Cuando por fin, en la primavera de 1919, el servicio de asistencia para prisioneros de guerra, donde yo estaba destinado, me licenció, la libertad me encontró solo en una casa vacía y abandonada, sin luz y calefacción desde hacia un año. De mi antigua existencia quedaba muy poco, así que la di por concluida, recogí mis libros, mi ropa y mi mesa de escribir, cerré la casa desolada y busqué un lugar donde comenzar de nuevo, solo y en completo silencio. El lugar que encontré, y en el que todavía sigo viviendo desde hace muchos años, se llamaba Montagnola, un pueblo en el Tesino.

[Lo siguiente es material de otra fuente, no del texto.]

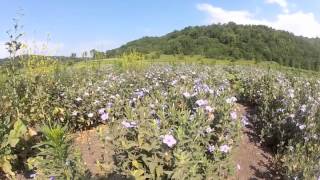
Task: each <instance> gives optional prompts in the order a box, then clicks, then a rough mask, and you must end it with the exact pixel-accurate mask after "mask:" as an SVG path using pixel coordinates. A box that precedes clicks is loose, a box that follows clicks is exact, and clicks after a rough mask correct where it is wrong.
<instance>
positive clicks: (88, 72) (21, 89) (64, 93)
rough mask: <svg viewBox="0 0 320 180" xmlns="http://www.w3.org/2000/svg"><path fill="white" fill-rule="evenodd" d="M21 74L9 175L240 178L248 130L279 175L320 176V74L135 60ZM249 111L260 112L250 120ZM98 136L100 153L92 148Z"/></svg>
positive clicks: (39, 67)
mask: <svg viewBox="0 0 320 180" xmlns="http://www.w3.org/2000/svg"><path fill="white" fill-rule="evenodd" d="M166 59H167V60H166ZM25 61H29V60H28V59H25ZM48 62H50V61H48ZM1 68H2V69H5V68H6V67H1ZM16 71H18V72H19V73H16V74H10V73H9V74H8V76H9V77H10V78H8V77H6V83H2V84H1V89H2V91H1V94H0V96H1V102H2V106H1V108H0V114H1V116H0V117H1V119H2V121H1V133H2V135H1V138H2V139H1V141H2V146H1V154H0V155H1V161H0V162H1V164H2V171H3V173H5V174H6V176H7V177H16V176H21V175H19V174H23V173H27V174H28V176H30V177H33V176H36V177H37V178H39V179H45V178H50V177H55V178H57V179H81V178H94V177H98V176H99V177H112V176H117V177H118V178H120V177H121V178H123V179H125V178H130V177H133V178H135V179H163V178H164V179H219V178H222V179H223V178H231V177H235V175H236V173H237V172H236V171H237V167H239V166H240V165H239V164H237V162H236V159H237V158H236V157H234V154H237V152H238V151H239V149H238V146H239V144H240V143H241V138H242V137H243V135H244V132H243V131H242V129H243V128H245V127H246V126H248V125H249V124H250V125H251V128H253V129H254V131H255V132H256V133H257V136H258V137H259V141H260V142H261V143H262V144H264V146H265V147H268V148H269V149H270V154H271V155H272V158H273V162H272V165H275V166H276V168H277V169H276V170H277V172H278V176H279V177H285V176H286V177H297V176H299V177H304V178H306V179H312V178H315V177H317V175H318V173H319V159H318V155H319V153H320V143H319V137H318V134H319V131H320V129H319V127H320V125H319V117H320V116H319V113H320V108H319V103H320V94H319V92H320V81H319V79H318V77H319V76H318V73H316V72H311V71H305V72H303V71H301V70H296V69H289V68H285V67H281V66H279V65H276V64H272V63H271V64H270V63H269V64H268V63H262V64H256V63H254V62H253V61H238V62H230V61H226V60H224V61H222V60H213V59H201V58H200V59H199V57H195V58H190V57H187V56H185V57H183V59H180V60H174V57H170V56H163V57H161V58H160V60H158V61H156V62H153V61H152V60H139V59H136V58H134V54H127V55H126V56H125V57H120V58H117V59H105V60H96V61H90V62H85V61H83V62H76V63H73V64H66V63H60V62H51V63H50V64H41V63H40V64H38V63H35V64H33V66H28V65H25V66H20V68H19V69H16ZM2 74H5V72H2ZM310 74H312V76H311V75H310ZM4 77H5V76H4ZM241 105H243V106H247V107H249V108H251V109H252V110H254V114H243V113H241V112H240V111H239V107H240V106H241ZM249 121H250V123H249ZM88 131H90V132H91V133H90V134H86V132H88ZM92 134H95V135H96V136H97V138H96V139H95V141H94V142H95V144H91V143H90V140H89V141H86V138H87V140H88V137H89V138H92V137H91V136H95V135H92ZM78 136H80V139H81V138H82V140H79V137H78ZM83 136H85V137H83ZM83 141H85V142H86V143H87V144H86V143H85V144H86V145H85V146H87V149H86V148H83V147H81V146H83V145H81V143H83ZM75 142H77V143H75ZM94 149H96V150H97V149H100V150H99V152H98V153H100V154H99V155H100V156H98V157H97V155H92V158H96V159H95V161H94V163H91V164H90V163H89V164H90V166H88V163H87V162H86V160H88V159H86V158H83V154H86V153H88V151H89V152H90V151H94ZM96 153H97V152H96ZM89 159H90V158H89ZM239 168H241V167H239ZM90 170H91V171H94V172H95V173H96V174H93V172H90ZM21 172H23V173H21ZM5 174H3V175H4V176H5Z"/></svg>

Tres circunstancias coincidieron para convertir aquel verano en una experiencia extraordinaria y única: la fecha 1919, mi vuelta de la guerra a la vida, del yugo a la libertad —fue lo más importante[4]—; pero además la atmósfera, el clima y el idioma meridionales, y como regalo del cielo, un verano, como he vivido muy pocos, de una fuerza y un calor, de una fascinación y un fulgor, que me exaltaba y penetraba como vino fuerte.

Ése fue el verano de Klingsor. En los días calurosos recorría los pueblos y los bosques de castaños; sentado en una silla plegable trataba de retener con acuarelas algo de la magia fluctuante; en las noches cálidas, me quedaba hasta altas horas en el palacete de Klingsor con las puertas y las ventanas abiertas y algo más experto y prudente que con el pincel, trataba de cantar con palabras la canción de aquel verano insólito. Así surgió la historia del pintor Klingsor.

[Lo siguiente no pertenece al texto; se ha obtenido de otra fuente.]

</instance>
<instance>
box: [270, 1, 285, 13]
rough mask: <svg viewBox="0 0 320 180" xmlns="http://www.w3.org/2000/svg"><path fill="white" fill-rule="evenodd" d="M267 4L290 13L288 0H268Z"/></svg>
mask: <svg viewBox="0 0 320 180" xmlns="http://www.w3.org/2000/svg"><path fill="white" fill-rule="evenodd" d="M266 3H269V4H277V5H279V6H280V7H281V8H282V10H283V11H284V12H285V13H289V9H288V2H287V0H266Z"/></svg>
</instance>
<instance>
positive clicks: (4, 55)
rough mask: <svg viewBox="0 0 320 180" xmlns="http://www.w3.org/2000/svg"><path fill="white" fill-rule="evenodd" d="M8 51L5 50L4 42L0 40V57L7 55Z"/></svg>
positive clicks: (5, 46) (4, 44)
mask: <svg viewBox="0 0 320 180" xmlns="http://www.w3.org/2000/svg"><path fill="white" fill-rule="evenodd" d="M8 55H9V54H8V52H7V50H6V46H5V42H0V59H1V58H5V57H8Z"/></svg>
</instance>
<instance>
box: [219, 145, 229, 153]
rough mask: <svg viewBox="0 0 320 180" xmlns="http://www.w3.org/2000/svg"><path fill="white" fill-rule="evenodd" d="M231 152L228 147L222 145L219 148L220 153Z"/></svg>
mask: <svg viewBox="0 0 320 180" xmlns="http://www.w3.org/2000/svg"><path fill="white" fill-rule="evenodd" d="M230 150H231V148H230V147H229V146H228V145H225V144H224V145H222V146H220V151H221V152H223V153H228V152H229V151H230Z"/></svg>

Cuando se pase el jaleo pasajero se considerará «Klingsor» junto a «Demian» mi mejor libro.

(Tarjeta postal, 1920)

De una reseña[5]
(1921)

En varias ocasiones he sentido deseos de escribir la vida de Vincent van Gogh; esa vida tan fantástica como ejemplar de un ser apasionado, el más grande idealista y el mártir más conmovedor del arte moderno; extraño vagabundo, ser paciente que se volvió solitario por amar demasiado a las personas, que se volvió loco por exceso de cordura, creyente devoto que terminó en el manicomio y el suicidio.

Sabemos mucho sobre la vida de van Gogh, muchísimo, más que sobre cualquier otro artista de las últimas décadas, porque los que le rodeaban, descubrieron pronto la singularidad de este ser asombroso y de su vida increíble y coleccionaron y publicaron sus cartas y se empeñaron en conocer la leyenda de esa vida…

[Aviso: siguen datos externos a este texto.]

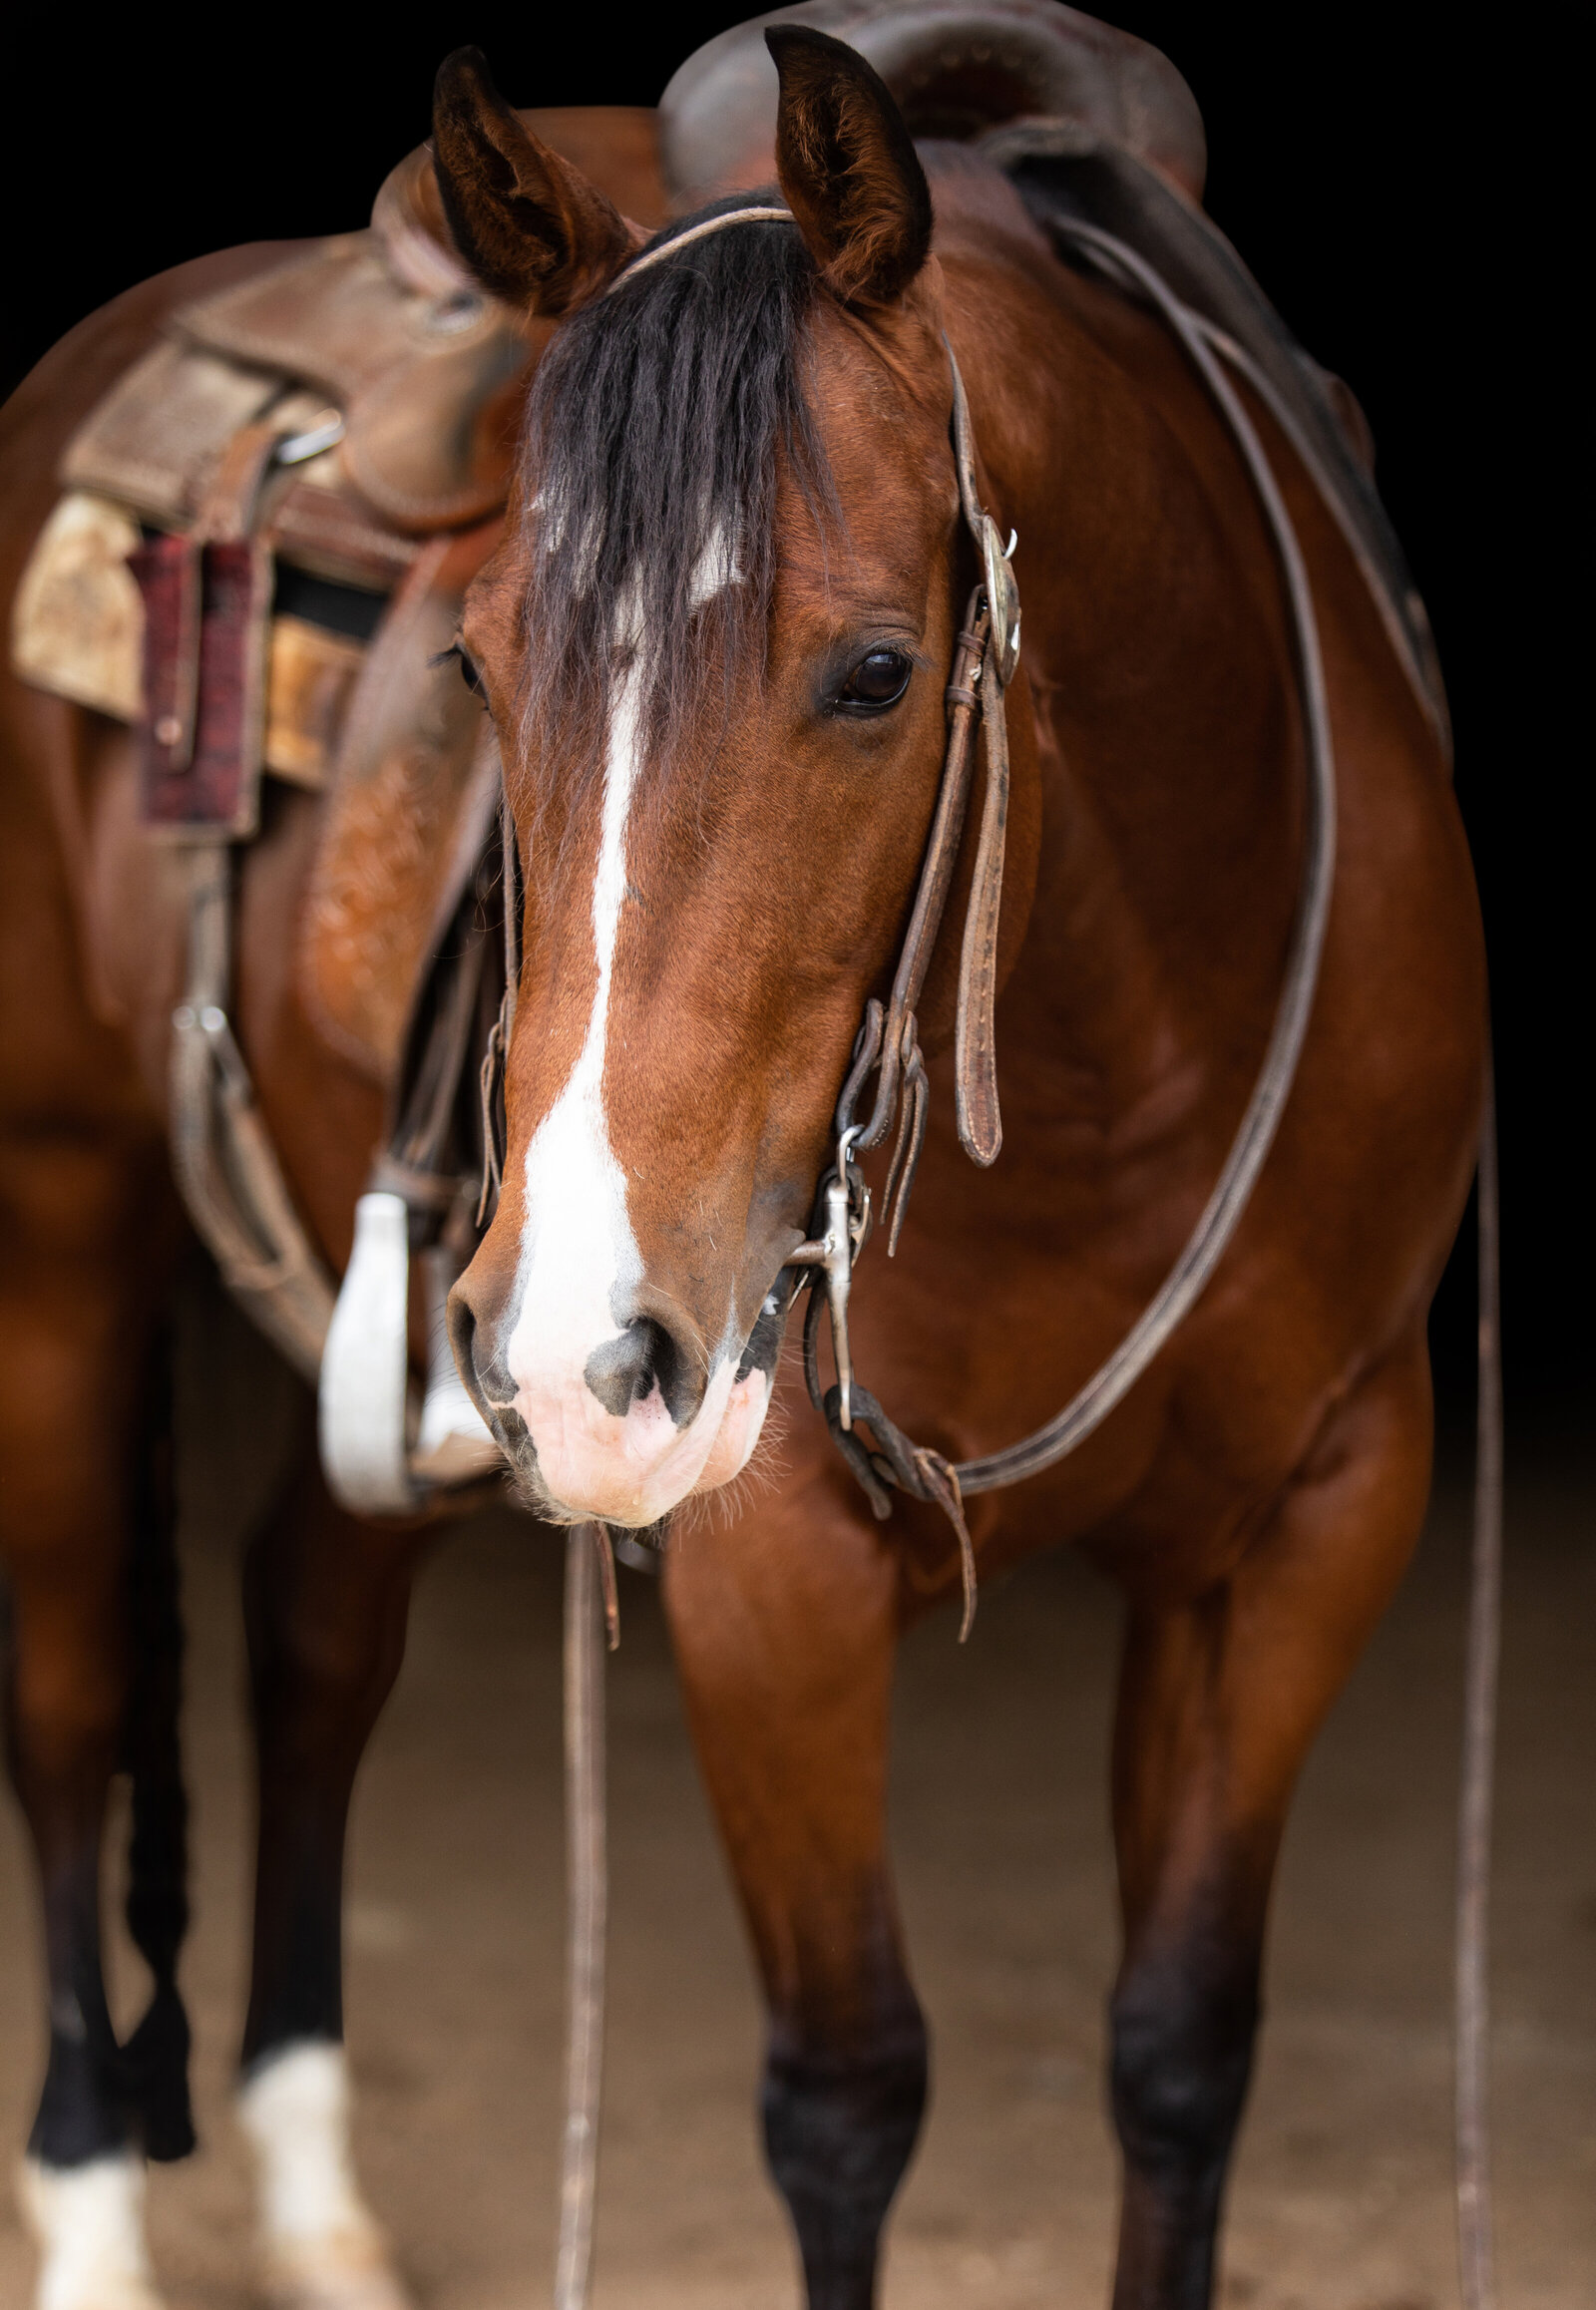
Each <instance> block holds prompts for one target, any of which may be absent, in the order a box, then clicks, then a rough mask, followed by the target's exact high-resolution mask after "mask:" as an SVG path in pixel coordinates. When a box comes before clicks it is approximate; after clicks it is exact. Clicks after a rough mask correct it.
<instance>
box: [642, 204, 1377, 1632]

Al hojear este volumen ilustrado, destaca en seguida sensiblemente el espíritu apasionado de Vincent, su amor fanático a Dios, a los hombres, a la verdad, y al mismo tiempo su determinación a la lucha más dura y al sufrimiento más grande. La caligrafía de cada cuadro, el ritmo de claro y oscuro, el trazo del pincel, dan testimonio en voz alta, a gritos casi, de los éxtasis y del sufrimiento de este extraordinario ser. No se trata aquí solamente de arte y pintura, al contrario, se trata para el autor, no tanto de una vida de pintor y sus resultados, como de un destino ejemplar, de la vida de un gran sufriente, de un incondicional, que incapaz de ninguna concesión es destruido por la mecánica de nuestro mundo y nuestra vida. «Ecce homo», podría escribirse sobre esta vida, como sobre el testimonio de Nietzsche, su polo opuesto. Lo que sentimos en algunas narraciones de Tolstoi y más todavía en Dostoievski, esa vitalidad e incondicionalidad salvaje y jugosa de los seres humanos que creemos conocer y entender con el corazón y con las que no nos encontramos nunca en la realidad, ésa es la vida de van Gogh, en plena Europa occidental civilizada, hecha realidad y terrible martirio. La historia de su vida es uno de los pocos legados de nuestro tiempo que sobrevivirán en el futuro.